There's little that turns audiences off faster than a presenter who reads out a written speech. At best, they tune out and turn their attention to their smart phone. At worst, they literally fall asleep!
But even if you prefer to ad lib your speeches and presentations, sometimes you can't avoid scripting them. For example, if you are delivering it on someone else's behalf, or you've been too busy to think about it and so your comms lead or Executive Assistant has written the speech for you.
Delivered well, there is no reason a speech can't be as engaging as an ad libbed presentation. Having started my career as a radio current affairs show host and news reader, I would like to offer these seven insights to help you:
- Write it yourself – if possible, it must be in your own voice, using words and phrases you usually use. This is called congruence. It will sound stilted and unnatural if your speech is incongruent.
- Pre-read – whether you wrote it yourself, or someone wrote it for you, you must pre-read the script aloud. Only this way can you really tell where to take breaths, which is essential to sounding natural. Reading the script silently in your head doesn't work.
- Get set to re-write it – Sorry, but the first draft is highly unlikely to be the final one. Usually, you discover during pre-reading that your written sentences are too long. Break them up. Also, create a new paragraph for every sentence. Use the active voice, and reduce the number of commas in your script by avoiding sub-clauses.
- Print it properly – Be sure to print the document in a way that makes it easy for you to present from. Sounds obvious, but how to print it is often an after-thought. It shouldn't be. Use Verdana font of at least 14 point size, and double space your lines. Print the paper single-sided, to avoid losing track of which page you are on. It can be okay to print 2-per-page so you can fold the A4 sheet into the smaller A5. This is especially useful if there is no rostrum and you have to hold the papers while speaking. But be sure to compensate for this by enlarging the font.

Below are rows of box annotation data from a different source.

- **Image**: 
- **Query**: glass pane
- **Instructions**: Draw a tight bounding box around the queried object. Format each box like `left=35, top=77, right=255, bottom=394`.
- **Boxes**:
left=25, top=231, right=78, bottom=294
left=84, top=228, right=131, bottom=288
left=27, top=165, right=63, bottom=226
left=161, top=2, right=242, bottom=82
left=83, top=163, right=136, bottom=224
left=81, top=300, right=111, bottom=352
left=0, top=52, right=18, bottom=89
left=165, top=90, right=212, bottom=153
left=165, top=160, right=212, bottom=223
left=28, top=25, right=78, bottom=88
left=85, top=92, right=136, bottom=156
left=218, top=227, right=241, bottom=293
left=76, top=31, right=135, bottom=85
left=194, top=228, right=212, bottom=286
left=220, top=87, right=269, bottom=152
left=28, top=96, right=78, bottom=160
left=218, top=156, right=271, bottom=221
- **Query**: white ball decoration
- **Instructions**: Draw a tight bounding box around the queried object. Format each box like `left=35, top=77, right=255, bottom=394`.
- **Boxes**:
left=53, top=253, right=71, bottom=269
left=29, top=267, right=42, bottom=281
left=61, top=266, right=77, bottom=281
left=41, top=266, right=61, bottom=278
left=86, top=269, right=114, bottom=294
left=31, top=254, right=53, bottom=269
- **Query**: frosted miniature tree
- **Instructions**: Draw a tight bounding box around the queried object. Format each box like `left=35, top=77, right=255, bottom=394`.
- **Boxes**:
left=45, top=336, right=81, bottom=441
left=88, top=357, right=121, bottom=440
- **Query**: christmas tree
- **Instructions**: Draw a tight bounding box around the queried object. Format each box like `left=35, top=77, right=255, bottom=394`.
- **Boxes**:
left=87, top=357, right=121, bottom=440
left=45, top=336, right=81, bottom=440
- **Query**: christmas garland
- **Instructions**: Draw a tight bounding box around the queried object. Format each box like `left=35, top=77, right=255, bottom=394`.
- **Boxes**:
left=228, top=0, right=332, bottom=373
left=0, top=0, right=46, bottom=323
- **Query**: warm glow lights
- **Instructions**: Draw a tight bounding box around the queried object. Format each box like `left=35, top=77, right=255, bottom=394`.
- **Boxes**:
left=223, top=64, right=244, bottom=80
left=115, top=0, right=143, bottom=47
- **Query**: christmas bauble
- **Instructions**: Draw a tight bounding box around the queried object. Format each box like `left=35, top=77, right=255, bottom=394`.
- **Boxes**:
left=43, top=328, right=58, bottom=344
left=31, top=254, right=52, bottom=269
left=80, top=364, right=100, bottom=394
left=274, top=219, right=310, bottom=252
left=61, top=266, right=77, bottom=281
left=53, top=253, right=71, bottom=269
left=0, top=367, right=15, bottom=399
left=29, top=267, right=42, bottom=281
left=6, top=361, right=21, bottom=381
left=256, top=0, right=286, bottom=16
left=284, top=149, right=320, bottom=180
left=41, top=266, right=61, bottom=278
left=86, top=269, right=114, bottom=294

- Mark the page – There are certain symbols and annotations we use in radio presenting to prompt where to place breaths, pauses and emphases, but also where to avoid breaths and pauses so that linked terms run on during delivery. I find hand-written annotations much more effective than using underline, italics, bolds and all-caps functions in Word.
- Avoid reading from a screen – Some presenters read their script from their iPad or smart phone, ostensibly to save paper and look hip. But a lot can go wrong: Having to fumble to re-enter the password because the screen has gone off just as you get on stage. Or the text is too small. Or you lose your place in your script. Or the battery runs out. Others prefer to read from a teleprompter, but because of the very nature of the device this can be more of a hinderance than a help. You need to know how to use the prompter, or if someone is advancing it for you they need to be in sync with you (harder than it looks). But most of all, a prompter does not allow for peripheral vision or on-screen markings. My advice is: don't use a screen of any sort, including a prompter.
- Go off script – You might like to ad lib additional information or anecdotes at certain places in your script. Mark on the page the spots where you want to insert these. Going off-script gives your audience a change of pace and a return to communication from the heart, so that even if your delivery doesn't engage them, the "light and shade" brought about by going off-script will.
Even if you do all of the above, reading a script doesn't absolve you from all the other things you ought to be doing during a presentation, such as making meaningful eye-contact with your audience, or fostering interaction and engagement. A written script might be a crutch to help you deliver complicated or precise information, but it's no excuse to sound like a chat bot.